Published 30 Apr 2020 in cs.IR and cs.LG

Abstract: Conversational question answering (QA) requires the ability to correctly interpret a question in the context of previous conversation turns. We address the conversational QA task by decomposing it into question rewriting and question answering subtasks. The question rewriting (QR) subtask is specifically designed to reformulate ambiguous questions, which depend on the conversational context, into unambiguous questions that can be correctly interpreted outside of the conversational context. We introduce a conversational QA architecture that sets the new state of the art on the TREC CAsT 2019 passage retrieval dataset. Moreover, we show that the same QR model improves QA performance on the QuAC dataset with respect to answer span extraction, which is the next step in QA after passage retrieval. Our evaluation results indicate that the QR model we proposed achieves near human-level performance on both datasets and the gap in performance on the end-to-end conversational QA task is attributed mostly to the errors in QA.

An Academic Overview of "Question Rewriting for Conversational Question Answering"

In the paper "Question Rewriting for Conversational Question Answering," the authors address the challenges faced by conversational question-answering (QA) systems, focusing on maintaining context across multiple user interactions. This paper proposes a novel architecture that deconstructs the task into question rewriting (QR) and question-answering components, aiming to enhance the accuracy and effectiveness of conversational QA systems.

The central proposition of the paper is the use of a QR model to reformulate ambiguous follow-up questions into explicit questions that can be effectively interpreted by standard QA models. The authors argue that this two-step approach not only simplifies the problem by reducing it to a standard QA task but also offers additional benefits such as modularity, reusability, and the separation of error sources.

Key Contributions and Methodology

There are several key contributions in the paper:

  1. State-of-the-Art Performance: The paper introduces a QR model that achieves state-of-the-art results on the TREC Conversational Assistance Track (CAsT) dataset. The model also enhances performance on the QuAC dataset concerning answer span extraction, evidencing its utility across different types of QA tasks.
  2. Versatile QR Architecture: The QR model, based on a Transformer Decoder, utilizes the architecture of a pre-trained GPT-2 model to generate unambiguous questions from a conversational context. This approach is compared to other rewriting solutions, such as co-reference resolution and various sequence-to-sequence models, and demonstrates superior performance.
  3. Benchmark Evaluation: The authors conduct extensive evaluations using established metrics such as ROUGE for QR performance, MAP, MRR, and NDCG@3 for retrieval QA, and F1 and Exact Match (EM) for extractive QA. The QR model consistently outperforms baselines that incorporate previous conversation turns directly into the QA model without rewriting.

Analytical Results

The paper presents an insightful analysis of the error sources within the QA task, leveraging the modularity of their proposed framework.

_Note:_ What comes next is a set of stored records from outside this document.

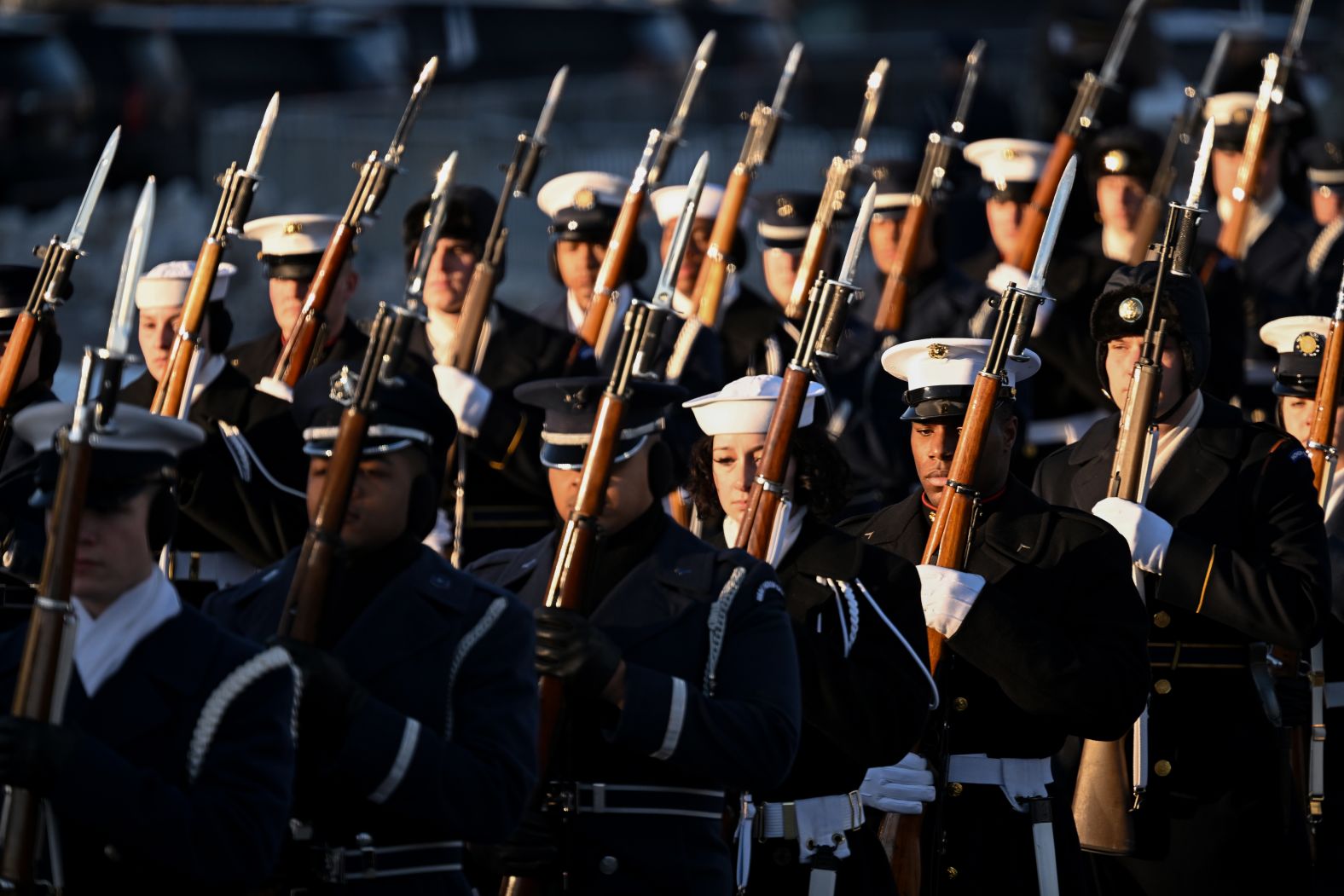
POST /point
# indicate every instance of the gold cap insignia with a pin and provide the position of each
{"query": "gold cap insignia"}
(1131, 310)
(1308, 344)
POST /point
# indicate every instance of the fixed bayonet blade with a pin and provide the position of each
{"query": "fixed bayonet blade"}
(93, 191)
(1196, 180)
(1120, 46)
(268, 123)
(433, 226)
(860, 233)
(403, 126)
(1047, 238)
(132, 263)
(970, 76)
(681, 235)
(553, 98)
(791, 69)
(872, 97)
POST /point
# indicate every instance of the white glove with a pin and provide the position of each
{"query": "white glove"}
(902, 789)
(1148, 534)
(466, 396)
(947, 597)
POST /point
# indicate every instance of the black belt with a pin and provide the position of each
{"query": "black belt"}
(648, 800)
(1198, 656)
(339, 865)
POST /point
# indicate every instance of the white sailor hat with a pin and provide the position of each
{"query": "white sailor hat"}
(940, 373)
(1008, 165)
(139, 449)
(746, 406)
(1300, 342)
(669, 200)
(165, 285)
(1231, 113)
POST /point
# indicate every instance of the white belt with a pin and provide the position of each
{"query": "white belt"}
(219, 567)
(1062, 431)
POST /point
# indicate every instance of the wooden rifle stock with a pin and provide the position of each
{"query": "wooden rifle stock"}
(714, 270)
(1036, 212)
(891, 310)
(168, 396)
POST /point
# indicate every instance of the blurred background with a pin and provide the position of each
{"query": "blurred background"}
(188, 82)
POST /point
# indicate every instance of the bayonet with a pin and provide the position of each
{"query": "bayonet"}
(676, 126)
(91, 193)
(132, 263)
(268, 123)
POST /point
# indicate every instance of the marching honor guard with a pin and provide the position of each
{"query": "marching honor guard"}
(233, 520)
(1232, 544)
(291, 250)
(860, 639)
(1045, 639)
(417, 727)
(171, 769)
(679, 668)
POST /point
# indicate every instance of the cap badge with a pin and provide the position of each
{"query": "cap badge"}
(343, 386)
(1308, 344)
(1131, 309)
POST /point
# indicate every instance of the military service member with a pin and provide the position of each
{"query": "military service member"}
(679, 668)
(1232, 541)
(1045, 639)
(171, 770)
(417, 727)
(860, 639)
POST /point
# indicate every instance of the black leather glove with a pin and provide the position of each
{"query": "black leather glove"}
(531, 852)
(32, 753)
(329, 699)
(571, 648)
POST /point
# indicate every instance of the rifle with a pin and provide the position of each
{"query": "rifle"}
(304, 342)
(1080, 117)
(58, 259)
(634, 361)
(1110, 783)
(1320, 446)
(658, 152)
(49, 650)
(949, 536)
(230, 217)
(820, 338)
(835, 193)
(382, 364)
(1183, 130)
(480, 289)
(1231, 238)
(762, 130)
(891, 310)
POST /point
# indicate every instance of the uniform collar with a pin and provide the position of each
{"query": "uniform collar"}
(102, 644)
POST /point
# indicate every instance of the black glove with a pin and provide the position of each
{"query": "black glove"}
(571, 648)
(531, 852)
(329, 699)
(32, 753)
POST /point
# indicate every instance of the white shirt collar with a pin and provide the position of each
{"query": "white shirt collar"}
(102, 644)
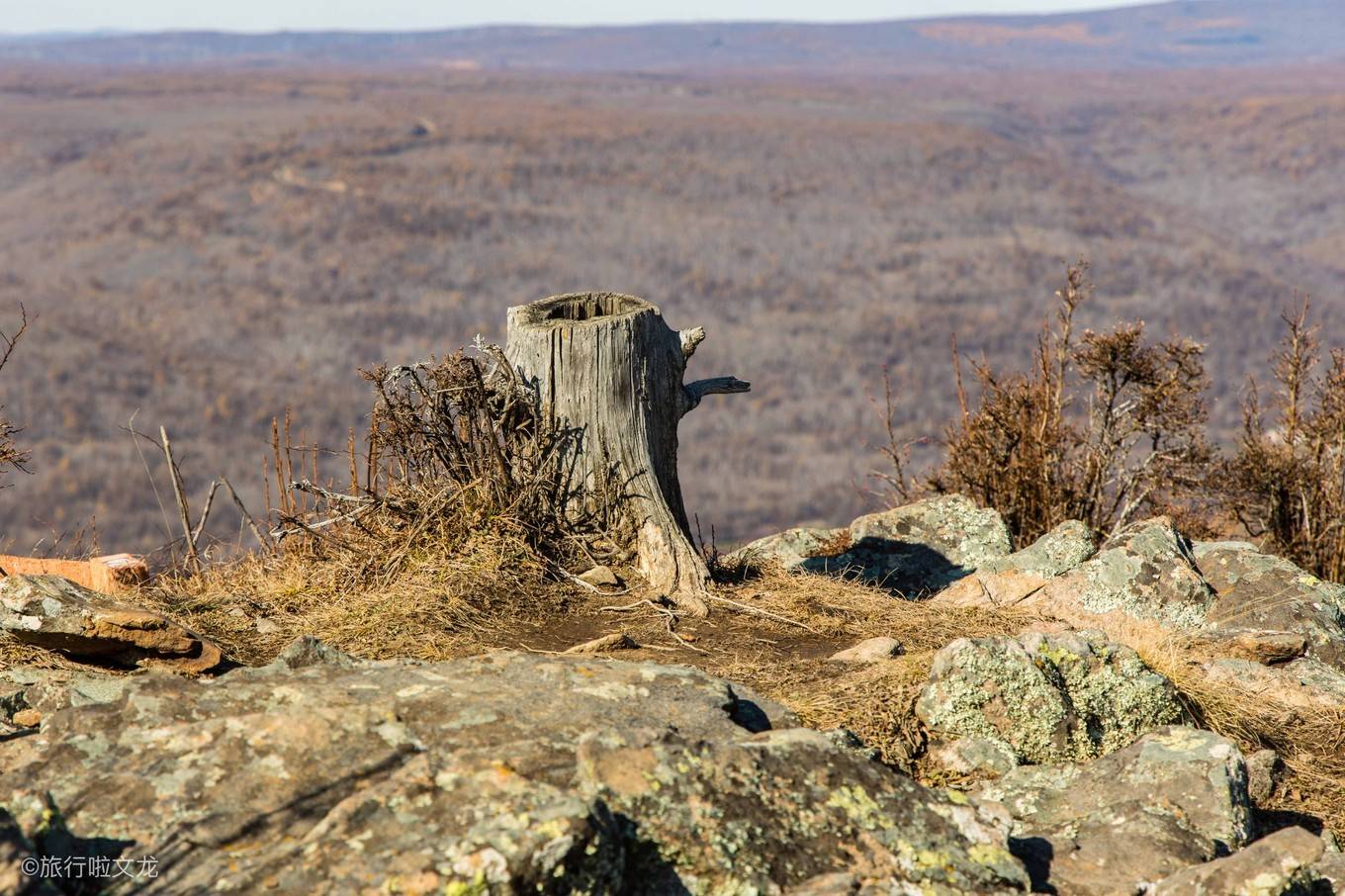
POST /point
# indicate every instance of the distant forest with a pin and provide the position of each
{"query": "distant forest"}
(202, 249)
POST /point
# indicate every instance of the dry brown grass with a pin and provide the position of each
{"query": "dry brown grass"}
(1310, 740)
(439, 597)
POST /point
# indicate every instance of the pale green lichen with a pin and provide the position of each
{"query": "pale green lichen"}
(1046, 698)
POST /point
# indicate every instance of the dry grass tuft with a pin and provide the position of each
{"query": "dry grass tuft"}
(1310, 740)
(441, 599)
(459, 527)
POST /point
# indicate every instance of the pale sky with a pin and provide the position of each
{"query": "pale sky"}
(397, 15)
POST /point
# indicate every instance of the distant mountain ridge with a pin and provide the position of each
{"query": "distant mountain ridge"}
(1170, 36)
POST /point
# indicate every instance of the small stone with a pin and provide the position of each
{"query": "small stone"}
(1045, 697)
(27, 719)
(59, 615)
(600, 576)
(869, 652)
(1265, 648)
(974, 757)
(1263, 769)
(1274, 865)
(1006, 580)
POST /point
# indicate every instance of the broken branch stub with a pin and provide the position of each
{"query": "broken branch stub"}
(607, 368)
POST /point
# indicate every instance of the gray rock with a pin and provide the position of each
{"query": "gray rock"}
(974, 757)
(869, 650)
(922, 548)
(1045, 697)
(1277, 865)
(1008, 580)
(1263, 593)
(15, 851)
(1174, 798)
(306, 652)
(914, 551)
(1263, 771)
(501, 773)
(792, 546)
(1147, 571)
(1330, 868)
(1304, 682)
(45, 690)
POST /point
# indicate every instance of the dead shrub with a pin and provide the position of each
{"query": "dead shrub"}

The paper highlights that a significant portion of errors arises from the QA component, even when the questions are well-formulated by humans, suggesting potential areas for further optimization in QA algorithms.

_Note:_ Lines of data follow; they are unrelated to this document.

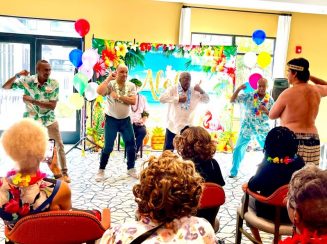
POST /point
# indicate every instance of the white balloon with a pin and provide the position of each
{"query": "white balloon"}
(250, 59)
(91, 91)
(91, 56)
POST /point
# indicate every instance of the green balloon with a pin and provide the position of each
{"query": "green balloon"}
(80, 82)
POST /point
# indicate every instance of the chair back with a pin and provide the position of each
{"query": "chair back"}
(277, 198)
(213, 196)
(57, 227)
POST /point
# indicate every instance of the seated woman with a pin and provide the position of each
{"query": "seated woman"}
(279, 163)
(25, 190)
(194, 143)
(307, 206)
(167, 196)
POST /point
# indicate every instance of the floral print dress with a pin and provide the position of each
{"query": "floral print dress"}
(187, 230)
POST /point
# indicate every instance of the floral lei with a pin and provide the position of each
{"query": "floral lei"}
(120, 91)
(15, 206)
(256, 103)
(285, 160)
(23, 181)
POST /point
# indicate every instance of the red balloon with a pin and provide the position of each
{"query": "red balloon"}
(82, 27)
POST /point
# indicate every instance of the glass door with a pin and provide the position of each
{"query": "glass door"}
(57, 54)
(18, 52)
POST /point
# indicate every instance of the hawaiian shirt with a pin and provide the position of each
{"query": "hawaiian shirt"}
(253, 125)
(184, 230)
(49, 91)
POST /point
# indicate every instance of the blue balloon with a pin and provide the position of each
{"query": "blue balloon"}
(259, 36)
(75, 57)
(248, 88)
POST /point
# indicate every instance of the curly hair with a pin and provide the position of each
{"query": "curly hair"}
(195, 143)
(308, 194)
(303, 75)
(25, 142)
(169, 188)
(280, 142)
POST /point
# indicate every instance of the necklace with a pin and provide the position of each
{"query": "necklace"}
(137, 105)
(257, 103)
(19, 180)
(285, 160)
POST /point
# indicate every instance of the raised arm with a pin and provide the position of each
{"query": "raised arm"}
(9, 83)
(317, 80)
(278, 107)
(235, 94)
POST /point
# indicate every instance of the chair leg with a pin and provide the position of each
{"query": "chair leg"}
(239, 225)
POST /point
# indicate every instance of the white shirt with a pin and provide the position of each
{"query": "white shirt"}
(178, 117)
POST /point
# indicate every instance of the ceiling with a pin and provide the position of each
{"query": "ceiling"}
(284, 6)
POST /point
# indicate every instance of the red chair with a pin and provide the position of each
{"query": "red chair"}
(277, 199)
(213, 196)
(64, 227)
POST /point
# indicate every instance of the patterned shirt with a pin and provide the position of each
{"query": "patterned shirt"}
(188, 230)
(251, 123)
(49, 91)
(140, 106)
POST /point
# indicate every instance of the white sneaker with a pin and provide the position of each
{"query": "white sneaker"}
(100, 176)
(132, 172)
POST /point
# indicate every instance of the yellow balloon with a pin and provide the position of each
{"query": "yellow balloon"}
(264, 59)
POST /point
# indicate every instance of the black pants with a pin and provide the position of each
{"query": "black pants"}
(140, 133)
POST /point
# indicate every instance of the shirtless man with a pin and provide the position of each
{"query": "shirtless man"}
(297, 107)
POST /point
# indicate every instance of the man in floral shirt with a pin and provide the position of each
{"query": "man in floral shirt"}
(40, 96)
(255, 122)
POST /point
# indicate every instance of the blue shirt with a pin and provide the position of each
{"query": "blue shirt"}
(251, 123)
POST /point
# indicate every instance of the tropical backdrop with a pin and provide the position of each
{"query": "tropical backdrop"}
(158, 66)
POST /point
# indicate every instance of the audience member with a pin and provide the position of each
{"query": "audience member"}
(167, 197)
(307, 206)
(26, 190)
(195, 144)
(279, 163)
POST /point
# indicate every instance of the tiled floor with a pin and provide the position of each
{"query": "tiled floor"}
(116, 192)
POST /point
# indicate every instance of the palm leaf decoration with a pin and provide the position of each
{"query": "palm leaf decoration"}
(230, 51)
(221, 87)
(188, 64)
(134, 58)
(99, 44)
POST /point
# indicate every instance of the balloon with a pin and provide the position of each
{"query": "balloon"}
(91, 56)
(75, 57)
(264, 59)
(248, 88)
(87, 70)
(82, 27)
(91, 91)
(259, 37)
(76, 100)
(253, 80)
(80, 82)
(250, 59)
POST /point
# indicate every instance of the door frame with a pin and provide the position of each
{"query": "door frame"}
(35, 42)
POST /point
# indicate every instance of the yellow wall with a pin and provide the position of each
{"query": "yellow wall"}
(227, 22)
(153, 21)
(144, 20)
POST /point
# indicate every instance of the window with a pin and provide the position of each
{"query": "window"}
(244, 44)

Moreover, the authors validate the value of non-conversational pre-training (such as on the MultiQA dataset), noting its potential to enhance performance significantly when coupled with fine-tuning on conversational datasets like CANARD. This underscores the adaptability and utility of the QR model across varying contexts and domains.

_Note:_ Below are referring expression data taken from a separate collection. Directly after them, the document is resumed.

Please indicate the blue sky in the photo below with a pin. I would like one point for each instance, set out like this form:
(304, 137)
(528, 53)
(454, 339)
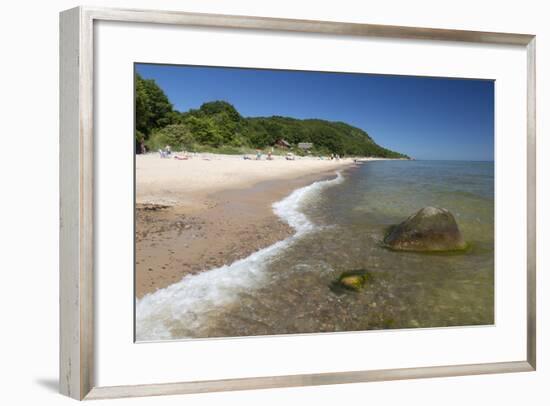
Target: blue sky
(425, 118)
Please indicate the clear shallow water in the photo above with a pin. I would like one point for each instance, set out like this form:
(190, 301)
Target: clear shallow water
(286, 288)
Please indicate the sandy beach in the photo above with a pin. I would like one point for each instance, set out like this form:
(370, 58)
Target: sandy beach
(211, 210)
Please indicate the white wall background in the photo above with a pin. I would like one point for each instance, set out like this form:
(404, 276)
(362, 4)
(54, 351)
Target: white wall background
(29, 199)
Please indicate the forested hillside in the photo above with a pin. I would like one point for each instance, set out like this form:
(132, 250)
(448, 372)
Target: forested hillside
(218, 126)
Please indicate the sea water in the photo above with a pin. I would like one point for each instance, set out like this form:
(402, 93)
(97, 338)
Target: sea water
(339, 225)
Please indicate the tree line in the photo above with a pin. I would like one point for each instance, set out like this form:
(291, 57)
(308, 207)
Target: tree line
(218, 126)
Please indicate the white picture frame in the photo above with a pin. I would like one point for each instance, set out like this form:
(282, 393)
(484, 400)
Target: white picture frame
(77, 348)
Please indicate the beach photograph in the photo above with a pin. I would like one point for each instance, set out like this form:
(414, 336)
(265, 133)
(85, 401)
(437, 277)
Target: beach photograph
(272, 202)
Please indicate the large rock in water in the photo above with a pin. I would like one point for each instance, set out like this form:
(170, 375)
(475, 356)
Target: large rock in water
(430, 229)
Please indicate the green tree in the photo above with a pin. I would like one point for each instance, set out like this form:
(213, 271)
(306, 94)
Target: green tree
(152, 108)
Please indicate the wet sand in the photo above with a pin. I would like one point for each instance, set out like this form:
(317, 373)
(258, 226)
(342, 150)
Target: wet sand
(208, 230)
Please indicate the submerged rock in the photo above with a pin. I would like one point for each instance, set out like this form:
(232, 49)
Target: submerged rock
(352, 280)
(430, 229)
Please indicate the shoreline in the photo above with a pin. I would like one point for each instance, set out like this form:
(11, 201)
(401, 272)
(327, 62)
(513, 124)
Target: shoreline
(212, 229)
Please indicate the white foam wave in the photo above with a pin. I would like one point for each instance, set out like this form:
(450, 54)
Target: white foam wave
(186, 304)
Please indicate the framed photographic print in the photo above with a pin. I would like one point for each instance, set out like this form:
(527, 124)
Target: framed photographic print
(299, 202)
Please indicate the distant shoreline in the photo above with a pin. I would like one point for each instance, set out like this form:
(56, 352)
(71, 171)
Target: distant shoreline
(196, 215)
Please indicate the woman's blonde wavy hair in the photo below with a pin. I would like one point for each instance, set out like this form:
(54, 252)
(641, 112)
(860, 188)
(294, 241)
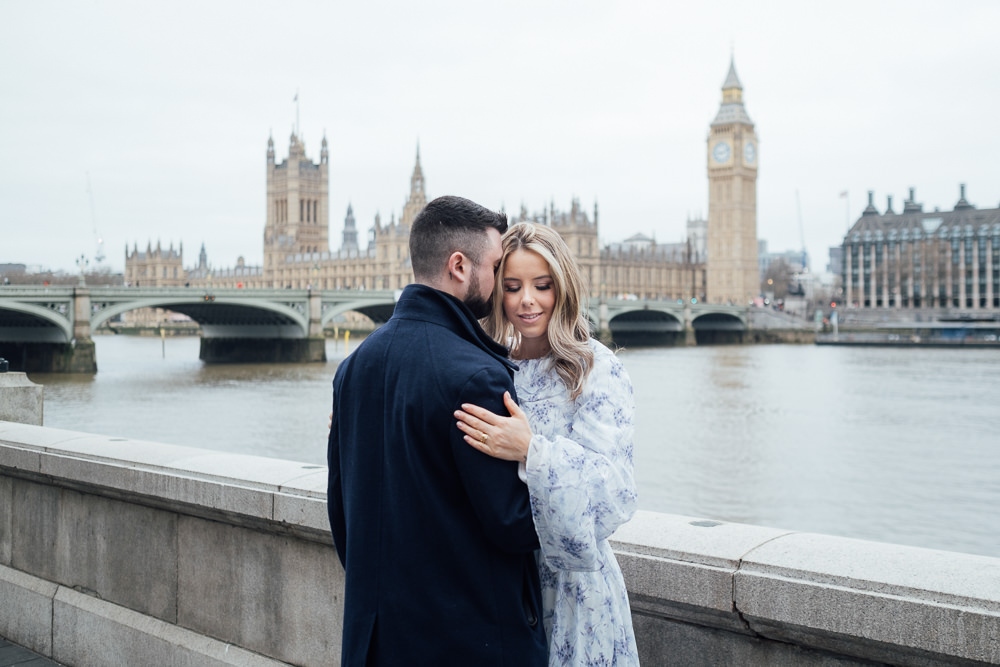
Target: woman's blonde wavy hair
(569, 328)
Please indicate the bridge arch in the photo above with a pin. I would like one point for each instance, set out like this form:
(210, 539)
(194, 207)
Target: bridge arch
(215, 312)
(52, 326)
(378, 308)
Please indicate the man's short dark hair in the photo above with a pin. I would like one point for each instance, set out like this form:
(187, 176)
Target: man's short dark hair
(446, 225)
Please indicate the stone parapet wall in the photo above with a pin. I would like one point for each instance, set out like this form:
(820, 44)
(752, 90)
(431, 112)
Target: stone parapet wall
(116, 551)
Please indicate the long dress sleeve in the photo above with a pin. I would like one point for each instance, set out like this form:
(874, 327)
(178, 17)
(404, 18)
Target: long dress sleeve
(579, 465)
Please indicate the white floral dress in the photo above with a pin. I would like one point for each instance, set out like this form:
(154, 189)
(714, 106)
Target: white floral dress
(579, 475)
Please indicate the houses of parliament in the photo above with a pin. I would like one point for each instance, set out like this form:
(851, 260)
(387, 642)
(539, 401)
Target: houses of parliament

Implications and Future Directions

This research has important implications for the advancement of conversational AI. By decoupling the task into distinct rewriting and answering phases, the paper offers a scalable and efficient solution that can be integrated with existing QA systems seamlessly. Practically, this means that sophisticated conversational agents can be developed with increased accuracy and reduced computational overhead, given that existing QA models can be repurposed for use with minimal modifications.

The authors also provide a direction for future research, suggesting the exploration of integrated models that combine passage retrieval and answer span extraction stages. Additionally, extending QR architectures to incorporate multi-modal data or user models could enhance the interpretative capacity of conversational systems, further advancing the field of dialog systems in dynamic and context-rich environments.

In conclusion, this paper provides a substantial contribution to the field of conversational question-answering, detailing both a methodological innovation and a rigorous empirical validation of its efficacy. The approach advances the dialog between user interaction history and machine understanding, setting a clear trajectory for future developments in AI-driven conversational tools.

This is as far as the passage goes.